As viewers of her autobiographical breakthrough comedy Tiny Furniture know, writer-director-actor Lena Dunham doesn ’ t hold back when it comes to sharing. Now, in a series currently at BAMCinematek in Brooklyn, she is sharing something other than the details of her personal life: movies that have inspired her as a filmmaker. We had an email conversation with Dunham about her choices for Hey, Girlfriend! Lena Dunham Selects.
Your selections for the BAM retrospective are all films about female relationships that influenced or moved you—and they run the gamut from chummy (Career Girls) to catty (The Last Days of Disco) to maternal (This Is My Life) to sexual (Mulholland Drive). Were any of these films particularly influential when you set out to make Tiny Furniture?
It’s funny, because I could only really absorb the influence these films had after the fact of making my film. Nora Ephron’s movie This Is My Life has really clear parallels—single creative mom, two warring daughters at different stages of their development—and Career Girls is also closely linked, but it wasn’t until I finished Tiny Furniture and rewatched them that I understood how much I had gotten through osmosis. And Girlfriends is a movie I didn’t see until after making my features, yet I felt like I had stolen ideas directly from it.
Speaking of Girlfriends (primarily known these days as a Stanley Kubrick favorite, which is awesome but also sort of too bad that its cachet is based on a male director’s stamp of approval), how did you discover this rarely screened 1978 American independent by Claudia Weill?

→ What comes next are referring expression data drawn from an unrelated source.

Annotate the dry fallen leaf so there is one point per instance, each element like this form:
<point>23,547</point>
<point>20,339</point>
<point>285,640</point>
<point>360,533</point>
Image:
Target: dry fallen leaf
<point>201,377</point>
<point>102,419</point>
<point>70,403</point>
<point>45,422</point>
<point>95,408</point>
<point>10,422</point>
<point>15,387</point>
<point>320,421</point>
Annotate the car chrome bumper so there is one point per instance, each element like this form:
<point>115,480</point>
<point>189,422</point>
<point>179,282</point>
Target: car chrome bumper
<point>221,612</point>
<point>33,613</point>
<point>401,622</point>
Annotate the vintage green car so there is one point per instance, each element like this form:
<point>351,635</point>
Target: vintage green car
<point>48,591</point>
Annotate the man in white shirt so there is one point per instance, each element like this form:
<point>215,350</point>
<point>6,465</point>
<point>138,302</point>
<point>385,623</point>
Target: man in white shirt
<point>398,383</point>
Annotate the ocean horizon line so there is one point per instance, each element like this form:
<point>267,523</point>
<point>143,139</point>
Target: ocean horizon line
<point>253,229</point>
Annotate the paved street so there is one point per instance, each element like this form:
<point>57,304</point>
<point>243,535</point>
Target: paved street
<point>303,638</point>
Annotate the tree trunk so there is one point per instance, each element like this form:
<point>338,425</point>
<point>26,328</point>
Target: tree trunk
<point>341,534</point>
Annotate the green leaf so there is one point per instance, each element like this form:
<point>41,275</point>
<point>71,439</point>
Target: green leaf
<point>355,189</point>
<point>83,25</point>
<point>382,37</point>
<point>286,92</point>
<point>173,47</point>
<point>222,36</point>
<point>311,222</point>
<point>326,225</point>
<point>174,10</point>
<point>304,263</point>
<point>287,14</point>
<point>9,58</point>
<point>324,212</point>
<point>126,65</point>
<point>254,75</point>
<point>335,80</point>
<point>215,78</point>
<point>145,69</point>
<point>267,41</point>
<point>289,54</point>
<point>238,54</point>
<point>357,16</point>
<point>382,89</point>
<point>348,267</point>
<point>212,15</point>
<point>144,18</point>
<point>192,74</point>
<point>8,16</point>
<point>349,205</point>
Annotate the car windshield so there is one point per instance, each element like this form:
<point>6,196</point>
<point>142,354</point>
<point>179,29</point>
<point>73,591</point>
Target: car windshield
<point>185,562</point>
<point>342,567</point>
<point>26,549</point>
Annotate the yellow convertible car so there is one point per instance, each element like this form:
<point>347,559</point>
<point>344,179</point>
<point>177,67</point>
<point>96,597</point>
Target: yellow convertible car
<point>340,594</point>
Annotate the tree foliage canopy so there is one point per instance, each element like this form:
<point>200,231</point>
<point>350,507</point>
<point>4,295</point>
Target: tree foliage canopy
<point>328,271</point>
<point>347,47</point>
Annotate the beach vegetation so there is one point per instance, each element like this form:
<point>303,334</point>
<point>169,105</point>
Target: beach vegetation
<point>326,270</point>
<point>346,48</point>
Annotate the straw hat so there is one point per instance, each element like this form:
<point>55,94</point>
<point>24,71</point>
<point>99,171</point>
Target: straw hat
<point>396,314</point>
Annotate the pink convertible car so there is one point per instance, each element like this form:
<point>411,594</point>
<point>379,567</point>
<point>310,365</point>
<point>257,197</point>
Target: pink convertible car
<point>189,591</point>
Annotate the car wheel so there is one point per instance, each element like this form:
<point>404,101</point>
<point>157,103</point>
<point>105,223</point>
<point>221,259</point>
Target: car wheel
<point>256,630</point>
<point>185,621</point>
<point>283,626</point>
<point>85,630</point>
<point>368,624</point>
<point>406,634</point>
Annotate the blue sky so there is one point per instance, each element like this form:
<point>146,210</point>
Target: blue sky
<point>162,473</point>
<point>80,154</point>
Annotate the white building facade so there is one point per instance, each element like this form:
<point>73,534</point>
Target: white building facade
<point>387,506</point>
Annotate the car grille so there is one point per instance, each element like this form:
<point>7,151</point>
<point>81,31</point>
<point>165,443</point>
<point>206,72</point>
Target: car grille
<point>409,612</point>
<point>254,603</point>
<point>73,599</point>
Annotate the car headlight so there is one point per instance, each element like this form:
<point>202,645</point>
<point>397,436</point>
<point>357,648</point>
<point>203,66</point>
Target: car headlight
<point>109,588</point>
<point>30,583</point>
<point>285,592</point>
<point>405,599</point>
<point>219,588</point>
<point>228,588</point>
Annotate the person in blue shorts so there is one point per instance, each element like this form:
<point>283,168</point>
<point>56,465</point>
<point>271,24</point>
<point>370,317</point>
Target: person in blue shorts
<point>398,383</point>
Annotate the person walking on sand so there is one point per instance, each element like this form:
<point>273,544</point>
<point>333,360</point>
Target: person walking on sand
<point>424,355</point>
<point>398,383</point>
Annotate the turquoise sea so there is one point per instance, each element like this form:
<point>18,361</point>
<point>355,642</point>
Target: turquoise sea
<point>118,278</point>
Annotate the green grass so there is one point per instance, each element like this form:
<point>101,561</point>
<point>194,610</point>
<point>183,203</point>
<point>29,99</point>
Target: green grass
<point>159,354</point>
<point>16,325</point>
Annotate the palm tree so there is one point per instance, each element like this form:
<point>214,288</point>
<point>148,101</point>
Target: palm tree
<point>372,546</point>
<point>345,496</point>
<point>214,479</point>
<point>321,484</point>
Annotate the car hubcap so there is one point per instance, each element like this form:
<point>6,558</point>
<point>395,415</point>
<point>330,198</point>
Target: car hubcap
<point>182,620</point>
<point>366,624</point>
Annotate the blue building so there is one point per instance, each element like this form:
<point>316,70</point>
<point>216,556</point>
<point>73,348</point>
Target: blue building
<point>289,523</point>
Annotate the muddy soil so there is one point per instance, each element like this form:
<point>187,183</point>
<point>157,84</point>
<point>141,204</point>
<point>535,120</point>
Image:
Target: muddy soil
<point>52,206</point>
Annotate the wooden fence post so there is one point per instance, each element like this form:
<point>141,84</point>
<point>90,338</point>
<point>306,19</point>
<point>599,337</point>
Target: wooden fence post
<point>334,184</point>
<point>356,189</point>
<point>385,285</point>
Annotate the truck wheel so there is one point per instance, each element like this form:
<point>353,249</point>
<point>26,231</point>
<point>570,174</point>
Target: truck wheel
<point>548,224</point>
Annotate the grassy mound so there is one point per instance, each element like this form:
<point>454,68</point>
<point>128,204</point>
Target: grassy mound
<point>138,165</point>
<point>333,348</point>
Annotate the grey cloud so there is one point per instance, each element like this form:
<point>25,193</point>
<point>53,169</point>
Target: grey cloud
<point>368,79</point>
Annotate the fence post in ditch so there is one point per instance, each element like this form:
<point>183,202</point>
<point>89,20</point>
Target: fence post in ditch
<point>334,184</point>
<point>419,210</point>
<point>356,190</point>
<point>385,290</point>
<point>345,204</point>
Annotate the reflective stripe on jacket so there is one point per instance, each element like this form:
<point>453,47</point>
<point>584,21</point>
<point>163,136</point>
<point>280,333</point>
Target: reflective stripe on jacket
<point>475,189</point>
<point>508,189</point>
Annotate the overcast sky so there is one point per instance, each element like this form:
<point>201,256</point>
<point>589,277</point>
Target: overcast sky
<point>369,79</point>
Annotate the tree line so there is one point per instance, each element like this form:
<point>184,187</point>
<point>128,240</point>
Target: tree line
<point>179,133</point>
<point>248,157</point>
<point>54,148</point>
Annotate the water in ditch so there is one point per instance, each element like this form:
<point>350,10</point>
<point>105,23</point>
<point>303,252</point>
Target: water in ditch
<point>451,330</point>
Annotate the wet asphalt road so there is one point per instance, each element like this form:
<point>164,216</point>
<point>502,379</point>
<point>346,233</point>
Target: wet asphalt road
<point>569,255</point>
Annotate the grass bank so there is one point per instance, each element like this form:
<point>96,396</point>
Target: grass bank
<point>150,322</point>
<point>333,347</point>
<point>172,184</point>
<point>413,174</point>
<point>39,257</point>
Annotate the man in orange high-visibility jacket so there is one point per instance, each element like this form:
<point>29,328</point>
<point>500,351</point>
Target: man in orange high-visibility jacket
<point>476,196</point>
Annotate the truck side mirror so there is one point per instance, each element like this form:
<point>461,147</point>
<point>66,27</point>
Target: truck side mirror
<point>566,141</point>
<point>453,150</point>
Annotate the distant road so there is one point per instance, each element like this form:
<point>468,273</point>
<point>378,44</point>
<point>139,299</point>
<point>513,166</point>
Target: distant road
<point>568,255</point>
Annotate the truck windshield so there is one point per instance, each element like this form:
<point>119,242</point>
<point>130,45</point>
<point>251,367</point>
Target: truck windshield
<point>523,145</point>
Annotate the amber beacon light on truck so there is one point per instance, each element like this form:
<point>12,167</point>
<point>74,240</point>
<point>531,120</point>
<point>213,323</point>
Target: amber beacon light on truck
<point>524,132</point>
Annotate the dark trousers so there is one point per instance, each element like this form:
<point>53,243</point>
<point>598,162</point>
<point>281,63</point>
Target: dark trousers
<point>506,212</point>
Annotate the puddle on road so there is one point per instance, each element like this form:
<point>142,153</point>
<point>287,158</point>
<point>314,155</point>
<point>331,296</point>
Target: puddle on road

As I mentioned, this movie feels like my oldest influence, yet I saw it for the first time less than a year ago. I was dragged (because I was tired, not skeptical) to a screening at 92Y by a friend well versed in lost classics who said this was truly my kind of movie. And she was right—from the first shot, I was transfixed. By the complex relationships, the subtlety, the odd comedy that was awkward long before awkward was cool. It was the 1970s of my mother’s youth, which I discuss in Tiny Furniture through her journal entries. Claudia was at the screening for a Q&A, and I found her stories and general manner (tough but sensitive; third woman admitted into the Academy of Motion Picture Arts and Sciences; great effortless hair) really transfixing. We became friends, which has been a real gift. As for Kubrick, I’m just glad someone got it, but he’s never the first thing (or even the third thing) that I mention when discussing this film.
Do you think there’s been a drop-off in intelligent female-centered American film and TV? It wasn’t that long ago—the nineties—that many of your defining films (The Craft, The Last Days of Disco, Clueless, Career Girls, all showing in this series) were produced . . .
Not to sound like an old curmudgeon, but it does feel like intelligent films are harder to find than ever (I am speaking as a viewer) and we must often reach back to see examples of what we want to make (speaking as a filmmaker, and that’s part of the reason Criterion is so meaningful to me). I couldn’t begin to diagnose the problems with the marketplace, but I do know that it’s taking many baby steps for women to be considered a viable paying audience, and many of the films aimed at this audience don’t respect their intelligence. What I love about these films from the nineties we’re showing is that they have strong female characters at the center but aren’t chick flicks per se. No one calls a film with a guy protagonist a “movie for men,” right?